"Sir," she said, "it is certainly neither my wish, nor my daughter's, to discuss this disagreeable affair with Baron Stielow."

Clara turned her head towards her mother, and thanked her with a look.

"I shall break off Countess Clara's engagement with Herr von Stielow in the quietest manner possible, and it will remain for you to do the best you can for yourself--your secret is safe with me. Again I thank you for your communication, however painful it was necessary, and has preserved us from much worse pain in the future."

And she bowed her head in a way that showed Herr Balzer unmistakeably he was dismissed.

He again held his handkerchief before his eyes, and said, in a whining voice:

"I thank you, countess, I shall be eternally grateful to you; forgive me. I beg the young lady's forgiveness, too, for being the messenger of such evil tidings. But my lot is the worst. Oh! if you did but know how I loved my wife!"

And as if overcome by the immensity of his grief, he bowed in silence, and left the room.

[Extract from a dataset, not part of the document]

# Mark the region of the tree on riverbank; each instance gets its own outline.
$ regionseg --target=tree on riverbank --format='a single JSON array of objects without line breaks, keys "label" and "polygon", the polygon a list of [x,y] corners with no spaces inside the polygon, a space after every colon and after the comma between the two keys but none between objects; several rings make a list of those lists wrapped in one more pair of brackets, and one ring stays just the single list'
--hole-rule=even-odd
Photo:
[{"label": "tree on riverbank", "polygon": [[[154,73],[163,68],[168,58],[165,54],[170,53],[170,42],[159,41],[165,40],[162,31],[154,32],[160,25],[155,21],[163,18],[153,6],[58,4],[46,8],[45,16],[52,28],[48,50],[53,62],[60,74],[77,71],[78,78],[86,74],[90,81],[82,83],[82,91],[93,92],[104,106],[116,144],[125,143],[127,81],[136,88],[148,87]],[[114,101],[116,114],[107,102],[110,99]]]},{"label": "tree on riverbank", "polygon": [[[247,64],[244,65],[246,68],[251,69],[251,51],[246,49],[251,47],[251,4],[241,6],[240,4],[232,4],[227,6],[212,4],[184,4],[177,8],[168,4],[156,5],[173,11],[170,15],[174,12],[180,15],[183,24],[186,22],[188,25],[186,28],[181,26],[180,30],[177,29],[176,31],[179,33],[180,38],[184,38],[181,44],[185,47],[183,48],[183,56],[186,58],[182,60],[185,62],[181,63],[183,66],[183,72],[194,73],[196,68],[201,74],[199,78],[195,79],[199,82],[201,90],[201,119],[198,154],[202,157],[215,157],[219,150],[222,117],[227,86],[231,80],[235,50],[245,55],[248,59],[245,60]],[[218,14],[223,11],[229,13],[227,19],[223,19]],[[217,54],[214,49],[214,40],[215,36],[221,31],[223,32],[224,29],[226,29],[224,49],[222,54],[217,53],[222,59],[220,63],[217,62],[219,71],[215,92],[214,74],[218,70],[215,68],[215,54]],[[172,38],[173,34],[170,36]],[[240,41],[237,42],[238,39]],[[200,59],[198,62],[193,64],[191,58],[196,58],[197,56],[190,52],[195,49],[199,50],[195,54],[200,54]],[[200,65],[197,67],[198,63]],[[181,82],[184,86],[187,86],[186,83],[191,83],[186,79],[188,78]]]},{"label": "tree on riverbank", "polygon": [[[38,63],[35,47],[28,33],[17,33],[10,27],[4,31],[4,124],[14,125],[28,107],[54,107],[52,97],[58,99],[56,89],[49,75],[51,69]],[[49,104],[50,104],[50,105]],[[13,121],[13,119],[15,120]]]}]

He hastily brushed past the servant in the ante-room, and ran down the stairs; as soon as he had left the room the grave and sorrowful expression vanished from his face, a vulgar smile of triumph appeared upon his lips, and he said to himself, with great satisfaction,--

"Well, I think I did my business very well, and richly earned the thousand guldens my dearly beloved wife promised me, if I would free her dear Stielow. Now she can catch him again in her net; she will succeed, for she understands all that well, and then," he said, with a broader grin of satisfaction, "I shall have the right of grasping handfuls of the gold which this young millionaire will pour into her lap."

With quick steps, he hastened to his wife, to tell her of the success of his negotiation.